Pulev was consistent throughout but there was an overuse of the clinch and use of repetitive headlocks to allow Fury not to get uncorked on any inside work.
Fury does not know how to punch with bad intentions. He loads up and uncorks his right usually with no accuracy and no overhand. Pulev's jab was effective but he often squared up and presents a wide target to be countered.
The WBSS took place in the UNO Lakeland Arena in New Orleans this time. The opening contest saw 140 lb Swede Anthony Ligit go against Belarusian opponent Ivan Baranchyk for the vacant IBF strap.
From the start Baranhcyk was on his opponent with high volume punching to the body and the head. Although Yigit was not letting this attack go unanswered. The lack of experience of quality opponents was conspicuous. Yigit did fight back with some quality shots but by the third round the result was academic.
The Swede's eye was badly swollen and bruised from a clash of heads that Baranchyk took full advantage of and after a continuous battering of that eye. The ref called the contest with Yigit still on his stool.
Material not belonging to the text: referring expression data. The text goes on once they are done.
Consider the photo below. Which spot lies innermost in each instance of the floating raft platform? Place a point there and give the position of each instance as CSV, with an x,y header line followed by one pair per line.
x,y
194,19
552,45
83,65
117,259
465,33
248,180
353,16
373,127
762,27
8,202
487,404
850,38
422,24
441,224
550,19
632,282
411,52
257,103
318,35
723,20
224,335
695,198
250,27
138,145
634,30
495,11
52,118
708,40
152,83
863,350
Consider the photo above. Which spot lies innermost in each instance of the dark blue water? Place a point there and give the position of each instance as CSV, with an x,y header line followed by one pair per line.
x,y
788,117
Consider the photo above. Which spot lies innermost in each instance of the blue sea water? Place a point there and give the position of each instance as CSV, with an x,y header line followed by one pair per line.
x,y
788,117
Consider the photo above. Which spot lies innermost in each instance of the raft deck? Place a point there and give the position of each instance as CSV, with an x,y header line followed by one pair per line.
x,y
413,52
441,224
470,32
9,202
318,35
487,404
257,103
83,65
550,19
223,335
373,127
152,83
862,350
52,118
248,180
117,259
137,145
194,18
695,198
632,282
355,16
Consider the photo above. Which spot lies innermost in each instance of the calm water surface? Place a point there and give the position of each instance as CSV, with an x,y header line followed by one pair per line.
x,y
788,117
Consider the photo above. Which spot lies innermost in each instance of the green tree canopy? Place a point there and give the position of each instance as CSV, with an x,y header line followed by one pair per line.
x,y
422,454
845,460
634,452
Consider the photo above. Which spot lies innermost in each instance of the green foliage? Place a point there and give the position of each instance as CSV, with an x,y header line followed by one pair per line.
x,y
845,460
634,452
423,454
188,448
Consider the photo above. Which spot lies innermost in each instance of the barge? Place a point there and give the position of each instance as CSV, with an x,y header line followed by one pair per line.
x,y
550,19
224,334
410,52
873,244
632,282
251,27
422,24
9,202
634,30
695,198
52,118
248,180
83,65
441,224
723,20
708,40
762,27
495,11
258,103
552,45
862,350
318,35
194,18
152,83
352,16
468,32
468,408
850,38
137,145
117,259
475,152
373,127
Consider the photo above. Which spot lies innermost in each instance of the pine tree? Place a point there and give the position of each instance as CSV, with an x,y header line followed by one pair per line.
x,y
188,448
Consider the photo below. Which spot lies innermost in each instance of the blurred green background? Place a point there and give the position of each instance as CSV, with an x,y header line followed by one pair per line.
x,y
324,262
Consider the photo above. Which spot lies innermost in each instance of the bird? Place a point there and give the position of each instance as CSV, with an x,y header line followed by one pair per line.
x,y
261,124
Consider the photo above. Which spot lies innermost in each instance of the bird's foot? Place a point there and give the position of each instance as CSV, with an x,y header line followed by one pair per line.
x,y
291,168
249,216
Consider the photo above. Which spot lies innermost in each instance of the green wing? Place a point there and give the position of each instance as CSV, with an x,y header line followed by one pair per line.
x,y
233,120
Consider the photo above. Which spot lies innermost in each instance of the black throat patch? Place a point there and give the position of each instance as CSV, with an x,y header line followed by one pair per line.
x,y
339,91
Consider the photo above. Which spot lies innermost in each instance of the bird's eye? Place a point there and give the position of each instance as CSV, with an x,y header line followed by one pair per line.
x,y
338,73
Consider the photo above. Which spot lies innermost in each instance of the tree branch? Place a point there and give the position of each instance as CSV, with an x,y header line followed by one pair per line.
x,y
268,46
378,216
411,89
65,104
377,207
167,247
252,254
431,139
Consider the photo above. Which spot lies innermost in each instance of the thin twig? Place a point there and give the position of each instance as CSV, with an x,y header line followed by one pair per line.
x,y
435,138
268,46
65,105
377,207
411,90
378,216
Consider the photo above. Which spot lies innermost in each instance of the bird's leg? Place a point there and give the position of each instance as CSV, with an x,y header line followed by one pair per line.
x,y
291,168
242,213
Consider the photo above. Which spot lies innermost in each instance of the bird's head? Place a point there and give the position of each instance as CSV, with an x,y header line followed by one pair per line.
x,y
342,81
In the finale, Regis Prograis put on a great display of upper body movement and a solid chin to defend his WBC 140 lb belt and outpoint Brit Terry Flanegan. I must say the announcers were at it again, calling a bad fight and giving no credit to a game Flanegan for his stout hearted effort in resistance of his highly publicized opponent.
In criticism, Prograis could not take his opponent out in his own hometown. His Laissez Faire defensive strategy with his mits constantly down at his side presented him the affordability to get tagged in quite a few times by the Englishman and this is only the quarterfinals. Flannigan had no plan B to answer for his move in move out 1-2 punching plan. He has only 13 knockout victories in 35 fights.
What would Prograis do against Mikey Garcia or Jose Ramirez? The jury still out.